Smart move; EDITORIAL: Deputizing mental health professionals saves lives

August 29, 2011
Houston Chronicle
When law enforcement and mental illness collide, the results are often painful for both sides. Nationally, more than a half-million people with mental illness are behind bars. These unfortunate folks are often jailed for nonviolent offenses.
Even worse, sometimes the results are tragic, as in the local case of Steven Hayes, who died this June when Nassau Bay police shocked him three times with a Taser because he was shouting and pounding on a table. Hayes was bipolar, according to his family, who said he had never before been violent.

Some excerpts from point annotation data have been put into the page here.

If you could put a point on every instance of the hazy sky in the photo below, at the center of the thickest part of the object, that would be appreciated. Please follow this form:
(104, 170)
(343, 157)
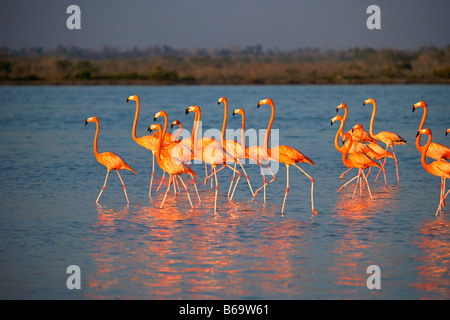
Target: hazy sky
(281, 24)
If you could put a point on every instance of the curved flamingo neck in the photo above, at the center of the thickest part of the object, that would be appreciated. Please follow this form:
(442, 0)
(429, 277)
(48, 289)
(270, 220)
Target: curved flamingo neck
(346, 149)
(424, 116)
(225, 117)
(339, 133)
(269, 127)
(372, 119)
(96, 138)
(133, 132)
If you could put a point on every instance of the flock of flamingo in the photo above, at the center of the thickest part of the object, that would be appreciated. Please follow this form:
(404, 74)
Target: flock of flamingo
(360, 150)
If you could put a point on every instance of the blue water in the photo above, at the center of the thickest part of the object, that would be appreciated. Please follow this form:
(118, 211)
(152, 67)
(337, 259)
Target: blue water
(50, 179)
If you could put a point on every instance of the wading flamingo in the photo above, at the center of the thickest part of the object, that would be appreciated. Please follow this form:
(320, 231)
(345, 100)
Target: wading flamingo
(356, 160)
(168, 163)
(439, 168)
(212, 152)
(110, 160)
(287, 155)
(232, 147)
(435, 150)
(176, 149)
(246, 154)
(149, 142)
(389, 138)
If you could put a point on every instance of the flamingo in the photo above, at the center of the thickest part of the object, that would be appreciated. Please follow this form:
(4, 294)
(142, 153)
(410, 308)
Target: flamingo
(356, 160)
(246, 154)
(168, 163)
(177, 149)
(287, 155)
(435, 151)
(232, 147)
(110, 160)
(149, 142)
(439, 168)
(211, 151)
(387, 137)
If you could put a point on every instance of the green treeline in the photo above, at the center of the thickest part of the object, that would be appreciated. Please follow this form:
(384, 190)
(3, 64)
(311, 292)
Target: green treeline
(234, 65)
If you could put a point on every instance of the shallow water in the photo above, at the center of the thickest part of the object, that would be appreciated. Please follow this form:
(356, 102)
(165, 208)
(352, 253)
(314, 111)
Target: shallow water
(50, 179)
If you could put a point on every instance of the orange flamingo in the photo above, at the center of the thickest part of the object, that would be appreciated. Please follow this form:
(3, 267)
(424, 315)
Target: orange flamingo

This is the sort of incident that makes us glad to see the recent decision of Harris County Commissioners Court to launch the Crisis Intervention Response Team (CIRT) program, which will introduce mental health professionals into the law-enforcement equation. The county plan, called for by Sheriff Adrian Garcia, is modeled on the Houston Police Department program in which mental health workers are deputized to ride with police officers. These mental health deputies take charge when responding to situations involving people with mental health issues.
As reported by the Chronicle's James Pinkerton and Mike Morris ("A plan to treat - not jail - the mentally ill," Page B1, Aug. 22), fewer than one percent of the people that HPD's CIRT teams encounter wind up in jail. Many incidents are dealt with at the scene, and around a third of the people go on to receive medical treatment, which the jails are obviously hard-pressed to deliver. These kinds of outcomes will now be possible outside the Houston city limits.
People who need help will get it, and the county will save money. Sheriff Garcia calculates savings of over $2 million annually in jail operations alone. And jail overcrowding will be eased. Unfortunately for Professor Edward Hayes of UH-Clear Lake, this new program comes too late to save his brother Steven's life. But Hayes supports the program: "I'm almost certain that had our law enforcement in Nassau Bay had such a team with them, my brother would be alive today."
Those are sobering words, which make us all the more grateful for the county's new program.